Last week a neighbour dropped in for a quick visit and caught me in the act of doing my exercises, as prescribed by my therapist. Her jaw dropped and I could see the disbelief in her eyes as she watched me lying on my back whilst exercising abdominals, gluteus muscles etc., and stretching. I knew she was thinking that anyone who could do that shouldn’t be using a wheelchair and I despondently wondered how to explain this strange movement disorder to her, for, like many people, she assumed that all wheelchair users are paralysed. Where do I start to explain to her that what she saw was the last glimpses of a former exercise instructor and dancer: someone whose movement memory automatically kicks in to point her toes and stretch her legs when she starts moving. What she didn’t see was how difficult it was to transfer from the wheelchair to the bed, the struggle to roll over from a face down position onto my back, the ungraceful attempts to get into a kneeling-on-all-fours position, the severe loss of balance when I try to stand….
Her reaction reminded me of those last couple of months in the gym when some members treated me like I was crazy, and I suddenly understood why they thought that. Although my lack of balance made it impossible for me to do the standing (sometimes beginner) poses in yoga, my natural abilities and strength still allowed me to do some of the more advanced poses when sitting or lying down. At that stage I could no longer do any of the movement classes that required balance and co-ordination, but all seemed normal when I used the stationery cycle and stepper machine.
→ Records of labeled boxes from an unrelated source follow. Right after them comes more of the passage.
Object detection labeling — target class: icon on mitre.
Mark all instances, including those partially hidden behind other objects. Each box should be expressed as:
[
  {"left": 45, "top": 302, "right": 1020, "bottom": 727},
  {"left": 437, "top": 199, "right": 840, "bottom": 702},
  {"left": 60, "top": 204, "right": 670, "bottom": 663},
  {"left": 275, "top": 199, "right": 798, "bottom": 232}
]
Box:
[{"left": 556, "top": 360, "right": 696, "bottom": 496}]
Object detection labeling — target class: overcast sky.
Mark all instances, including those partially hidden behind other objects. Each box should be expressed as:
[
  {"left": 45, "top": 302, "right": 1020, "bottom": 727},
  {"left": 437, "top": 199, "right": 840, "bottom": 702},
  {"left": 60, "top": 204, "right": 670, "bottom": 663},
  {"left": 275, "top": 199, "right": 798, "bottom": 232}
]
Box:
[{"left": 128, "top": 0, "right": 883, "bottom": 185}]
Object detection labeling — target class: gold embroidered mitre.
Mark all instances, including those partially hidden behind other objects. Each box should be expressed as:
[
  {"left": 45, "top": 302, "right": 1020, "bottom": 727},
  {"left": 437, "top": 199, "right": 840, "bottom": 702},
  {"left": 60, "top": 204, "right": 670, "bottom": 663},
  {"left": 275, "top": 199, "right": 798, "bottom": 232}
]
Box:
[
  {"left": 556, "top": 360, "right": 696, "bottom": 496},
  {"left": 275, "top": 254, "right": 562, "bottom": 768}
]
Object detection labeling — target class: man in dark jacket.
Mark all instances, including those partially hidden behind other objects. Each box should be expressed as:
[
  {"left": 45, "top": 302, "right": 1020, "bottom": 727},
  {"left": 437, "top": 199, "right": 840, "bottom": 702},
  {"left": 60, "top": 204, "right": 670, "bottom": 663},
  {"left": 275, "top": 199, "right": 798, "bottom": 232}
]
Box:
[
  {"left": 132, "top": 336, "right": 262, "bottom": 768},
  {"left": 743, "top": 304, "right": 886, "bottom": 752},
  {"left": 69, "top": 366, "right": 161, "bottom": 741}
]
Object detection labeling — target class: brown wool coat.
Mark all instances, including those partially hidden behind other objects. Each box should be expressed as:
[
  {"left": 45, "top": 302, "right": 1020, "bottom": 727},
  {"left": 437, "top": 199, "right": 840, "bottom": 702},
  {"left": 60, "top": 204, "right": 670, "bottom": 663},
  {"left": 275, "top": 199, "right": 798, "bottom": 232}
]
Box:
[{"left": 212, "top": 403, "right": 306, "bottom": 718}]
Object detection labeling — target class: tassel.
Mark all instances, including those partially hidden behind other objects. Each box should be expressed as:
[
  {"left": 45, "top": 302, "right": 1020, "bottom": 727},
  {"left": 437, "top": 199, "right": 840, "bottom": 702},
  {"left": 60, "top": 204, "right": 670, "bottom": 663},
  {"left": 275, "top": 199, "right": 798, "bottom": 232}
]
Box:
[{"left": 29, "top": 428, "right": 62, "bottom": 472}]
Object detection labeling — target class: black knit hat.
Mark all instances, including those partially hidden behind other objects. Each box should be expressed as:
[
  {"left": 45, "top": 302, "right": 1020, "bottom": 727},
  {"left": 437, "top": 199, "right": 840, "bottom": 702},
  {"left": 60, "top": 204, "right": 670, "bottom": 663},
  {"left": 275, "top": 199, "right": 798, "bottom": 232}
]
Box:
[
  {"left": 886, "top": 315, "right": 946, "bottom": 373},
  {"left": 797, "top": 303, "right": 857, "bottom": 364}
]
I now realise how confusing it must have been when I said that I couldn’t do certain activities because of lack of balance, but then went ahead and appeared to be quite competent at other activities. But that was just me; doing what I could still do to the best of my abilities, and that is what my neighbour saw.
Now I often read about MSA patients who were initially thought ‘crazy’, and sometimes even treated in mental care for some time, before finally diagnosed. If could change only one thing through our awareness campaigns and my blog, it would be to educate people to understand neurological diseases better. The first symptoms are often very subtle, but very real to the patient. Tests are mostly done to eliminate the possibility of other diseases, so when tests come back negative, it doesn’t mean that nothing is wrong. Diagnoses are mostly made on symptoms, and can only be made when a patient has developed enough symptoms. These symptoms can take years to develop. Usually very stressful years, filled with expensive medical tests. During this time one has to come to terms with the fact that something really bad is happening in your body, and instead of getting support, patients are often misunderstood and thought to be psychosomatic nutcases. Hopefully, sometime in the future, doctors will be able to diagnose these diseases earlier to cut back on those traumatic years when one’s life kept in limbo.
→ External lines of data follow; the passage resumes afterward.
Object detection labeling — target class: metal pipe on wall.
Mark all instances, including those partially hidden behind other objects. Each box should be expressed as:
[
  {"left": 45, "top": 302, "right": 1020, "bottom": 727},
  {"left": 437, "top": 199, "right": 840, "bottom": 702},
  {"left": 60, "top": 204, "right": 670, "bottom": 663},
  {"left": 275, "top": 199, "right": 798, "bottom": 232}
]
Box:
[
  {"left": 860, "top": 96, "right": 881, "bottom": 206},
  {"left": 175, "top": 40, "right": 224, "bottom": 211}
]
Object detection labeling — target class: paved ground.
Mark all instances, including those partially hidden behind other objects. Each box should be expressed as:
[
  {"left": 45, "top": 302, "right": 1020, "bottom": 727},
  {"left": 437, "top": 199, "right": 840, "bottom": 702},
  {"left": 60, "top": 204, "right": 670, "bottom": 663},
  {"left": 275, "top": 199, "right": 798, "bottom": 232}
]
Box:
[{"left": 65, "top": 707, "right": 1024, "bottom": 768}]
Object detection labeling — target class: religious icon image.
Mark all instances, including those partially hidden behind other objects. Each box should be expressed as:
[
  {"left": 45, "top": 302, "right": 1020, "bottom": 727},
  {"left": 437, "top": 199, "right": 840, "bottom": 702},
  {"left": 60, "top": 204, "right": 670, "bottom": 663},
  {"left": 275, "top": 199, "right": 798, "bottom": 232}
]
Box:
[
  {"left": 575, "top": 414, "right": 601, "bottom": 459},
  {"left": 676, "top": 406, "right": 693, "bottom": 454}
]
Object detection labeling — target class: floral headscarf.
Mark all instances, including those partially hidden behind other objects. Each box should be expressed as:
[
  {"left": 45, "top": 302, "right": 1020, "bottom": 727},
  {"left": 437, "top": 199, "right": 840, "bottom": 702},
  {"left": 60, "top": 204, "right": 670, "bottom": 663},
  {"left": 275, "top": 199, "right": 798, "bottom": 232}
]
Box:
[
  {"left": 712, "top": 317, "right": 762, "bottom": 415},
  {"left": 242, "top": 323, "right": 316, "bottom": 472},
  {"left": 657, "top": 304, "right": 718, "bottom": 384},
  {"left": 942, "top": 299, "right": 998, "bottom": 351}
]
Every now and then I read articles on the possibility that exercise can greatly improve the symptoms of Parkinson’s and MSA. Some of them even profess the value of forced exercise. I certainly don’t disregard the value of a regular exercise routine, but if anybody could have stopped this disease by exercising, it would have been me. I put up a great battle for a long time. By the end of 2009, with the help of a neuro-physiotherapist, I tried even harder and in retrospect now wonder if I perhaps tried too hard. Was too much exercise perhaps the cause of my extremely painful and stiff hip?
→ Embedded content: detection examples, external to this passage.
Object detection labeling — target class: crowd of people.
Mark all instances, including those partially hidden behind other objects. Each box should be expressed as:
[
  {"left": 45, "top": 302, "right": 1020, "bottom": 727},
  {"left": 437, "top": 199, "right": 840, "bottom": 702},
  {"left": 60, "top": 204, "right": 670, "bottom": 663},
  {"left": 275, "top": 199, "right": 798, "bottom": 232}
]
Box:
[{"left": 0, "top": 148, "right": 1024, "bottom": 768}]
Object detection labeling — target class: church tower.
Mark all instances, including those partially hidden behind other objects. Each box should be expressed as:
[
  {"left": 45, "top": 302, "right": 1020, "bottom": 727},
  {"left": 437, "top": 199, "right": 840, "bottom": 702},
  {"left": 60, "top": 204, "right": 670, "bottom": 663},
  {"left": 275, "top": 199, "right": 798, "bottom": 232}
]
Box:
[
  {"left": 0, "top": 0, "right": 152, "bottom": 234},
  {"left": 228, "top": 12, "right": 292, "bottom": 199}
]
By the end of January 2010 I no longer had the balance required for the standing poses in the yoga class and my stiff and aching hip made the rest impossible to do. During the next couple of months my abilities started deteriorating rapidly and I started falling more often. By the end of June 2010 I started walking with a stick and gym became too risky. I continued exercising with the assistance of a biokineticist until I was diagnosed with MSA on 6th September 2010.
That dancing, hiking, and fun loving girl seems so distant now, and as I continue on this new journey, she has lost importance. Hopefully I have outgrown her for the better! But occasionally certain images trigger my memory and I fondly remember how much control she had over this body, for now I have little control.